The discourse, disagreements and disappointments over who might be considered to direct the next "Star Wars" movie seems improbably misplaced and misguided. The adventures of the Skywalker family and their various friends, enemies and lovers was never a directorial showcase. Whether directed by George Lucas or the other two, the films were always, like "Gone with the Wind," a showcase for the producer.
The auteur theory has so infiltrated the consciousness of the mainstream that millions of moviegoers who do not even know its name buy into the idea that the director alone is the author of a movie like the writer is the author of a book.
But just look at how many different stories have popped up over the last couple of weeks that focus on big name directors and their big time rejection of themselves as the director of the next "Star Wars" movie. Even the hiring of a hack writer has been overshadowed by the non-hiring of a director.

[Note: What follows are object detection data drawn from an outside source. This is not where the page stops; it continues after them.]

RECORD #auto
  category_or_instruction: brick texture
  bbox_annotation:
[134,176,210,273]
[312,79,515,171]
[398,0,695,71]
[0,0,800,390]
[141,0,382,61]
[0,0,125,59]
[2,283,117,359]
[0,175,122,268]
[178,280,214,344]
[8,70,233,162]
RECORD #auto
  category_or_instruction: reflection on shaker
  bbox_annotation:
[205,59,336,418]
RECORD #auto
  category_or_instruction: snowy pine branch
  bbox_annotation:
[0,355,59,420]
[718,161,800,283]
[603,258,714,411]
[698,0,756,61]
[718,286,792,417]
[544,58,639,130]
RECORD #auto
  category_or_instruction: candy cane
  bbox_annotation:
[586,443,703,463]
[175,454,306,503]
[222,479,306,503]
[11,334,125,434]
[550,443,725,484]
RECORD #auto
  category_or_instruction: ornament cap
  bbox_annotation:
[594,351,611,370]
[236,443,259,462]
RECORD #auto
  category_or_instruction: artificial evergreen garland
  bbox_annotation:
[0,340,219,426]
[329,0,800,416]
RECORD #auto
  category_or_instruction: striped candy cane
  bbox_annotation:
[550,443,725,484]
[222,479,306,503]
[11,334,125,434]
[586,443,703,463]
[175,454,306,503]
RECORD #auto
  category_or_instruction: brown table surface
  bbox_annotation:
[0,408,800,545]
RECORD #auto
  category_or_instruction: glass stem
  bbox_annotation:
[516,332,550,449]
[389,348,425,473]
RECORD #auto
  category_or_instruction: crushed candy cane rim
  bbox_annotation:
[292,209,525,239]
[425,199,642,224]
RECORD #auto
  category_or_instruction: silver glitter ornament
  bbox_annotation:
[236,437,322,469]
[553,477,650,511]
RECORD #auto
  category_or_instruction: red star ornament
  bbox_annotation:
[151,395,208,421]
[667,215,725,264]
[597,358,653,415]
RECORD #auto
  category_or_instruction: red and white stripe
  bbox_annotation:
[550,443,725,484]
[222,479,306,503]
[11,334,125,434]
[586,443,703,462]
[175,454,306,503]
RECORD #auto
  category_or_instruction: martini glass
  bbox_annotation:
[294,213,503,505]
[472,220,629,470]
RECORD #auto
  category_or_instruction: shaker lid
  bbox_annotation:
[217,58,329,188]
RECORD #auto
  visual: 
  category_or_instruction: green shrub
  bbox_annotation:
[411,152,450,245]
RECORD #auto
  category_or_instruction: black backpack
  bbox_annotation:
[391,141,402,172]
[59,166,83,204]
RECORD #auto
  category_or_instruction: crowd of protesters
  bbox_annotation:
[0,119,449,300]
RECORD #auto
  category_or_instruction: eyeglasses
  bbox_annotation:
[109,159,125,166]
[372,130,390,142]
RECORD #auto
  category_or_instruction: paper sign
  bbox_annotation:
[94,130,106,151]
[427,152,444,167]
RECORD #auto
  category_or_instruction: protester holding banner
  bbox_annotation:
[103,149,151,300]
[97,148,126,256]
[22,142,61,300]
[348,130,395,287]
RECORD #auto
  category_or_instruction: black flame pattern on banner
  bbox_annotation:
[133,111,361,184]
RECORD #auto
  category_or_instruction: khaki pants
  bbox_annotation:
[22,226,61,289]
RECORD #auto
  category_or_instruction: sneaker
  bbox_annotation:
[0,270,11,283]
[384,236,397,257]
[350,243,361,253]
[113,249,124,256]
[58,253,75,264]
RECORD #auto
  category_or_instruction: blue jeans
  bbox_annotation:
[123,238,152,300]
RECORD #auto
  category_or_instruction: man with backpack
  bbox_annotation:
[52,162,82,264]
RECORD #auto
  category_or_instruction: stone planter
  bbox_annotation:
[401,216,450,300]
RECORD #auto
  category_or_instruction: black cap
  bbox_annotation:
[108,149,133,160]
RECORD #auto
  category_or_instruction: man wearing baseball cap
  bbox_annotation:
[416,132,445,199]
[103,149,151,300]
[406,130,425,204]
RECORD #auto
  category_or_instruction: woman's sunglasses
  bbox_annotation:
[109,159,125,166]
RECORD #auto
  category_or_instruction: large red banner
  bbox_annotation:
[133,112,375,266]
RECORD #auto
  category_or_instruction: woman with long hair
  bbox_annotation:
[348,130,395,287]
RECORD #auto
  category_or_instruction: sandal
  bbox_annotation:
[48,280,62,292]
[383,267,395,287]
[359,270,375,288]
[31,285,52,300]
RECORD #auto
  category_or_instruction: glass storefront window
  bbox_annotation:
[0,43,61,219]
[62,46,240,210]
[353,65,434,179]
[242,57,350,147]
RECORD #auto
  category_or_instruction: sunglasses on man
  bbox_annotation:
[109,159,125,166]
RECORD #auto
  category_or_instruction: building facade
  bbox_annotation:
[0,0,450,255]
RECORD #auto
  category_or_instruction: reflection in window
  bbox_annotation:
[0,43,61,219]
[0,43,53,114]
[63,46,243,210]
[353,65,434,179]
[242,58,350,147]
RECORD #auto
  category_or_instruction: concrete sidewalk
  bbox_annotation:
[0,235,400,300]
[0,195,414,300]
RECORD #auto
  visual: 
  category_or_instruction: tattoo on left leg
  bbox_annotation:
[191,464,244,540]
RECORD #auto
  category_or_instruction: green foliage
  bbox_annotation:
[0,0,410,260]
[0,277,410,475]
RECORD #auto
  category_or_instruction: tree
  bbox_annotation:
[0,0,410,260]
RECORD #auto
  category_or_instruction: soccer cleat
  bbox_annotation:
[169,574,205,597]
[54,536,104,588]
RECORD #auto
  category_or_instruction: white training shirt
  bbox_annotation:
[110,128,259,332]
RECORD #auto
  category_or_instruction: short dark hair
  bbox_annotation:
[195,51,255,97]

"Star Wars" as a six movie marathon odyssey from innocence to evil is the work primarily of George Lucas the producer. His name isn't listed as the official screenwriter on them all nor did he direct them all. But "Star Wars" is his baby, nonetheless. As the producer.
The equivalency in the case of "Star Wars" episodes 7, 8 and 9 would therefore be akin to a sequel to "Gone with the Wind." Victor Fleming won an Oscar for directing the original, but in their right mind equates the authorship of "Gone with the Wind" with Victor Fleming.
David O. Selznick is the name you need to know here and if you don't and if you buy into the auteur theory baloney then you probably are hoping desperately that the ambiguity of the "Star Wars" prequels is forgotten and the third trilogy brings back the simplistic black & white world of the original.
Meanwhile, over at the adult table, the feast centers not on who directs the films, but who produces them.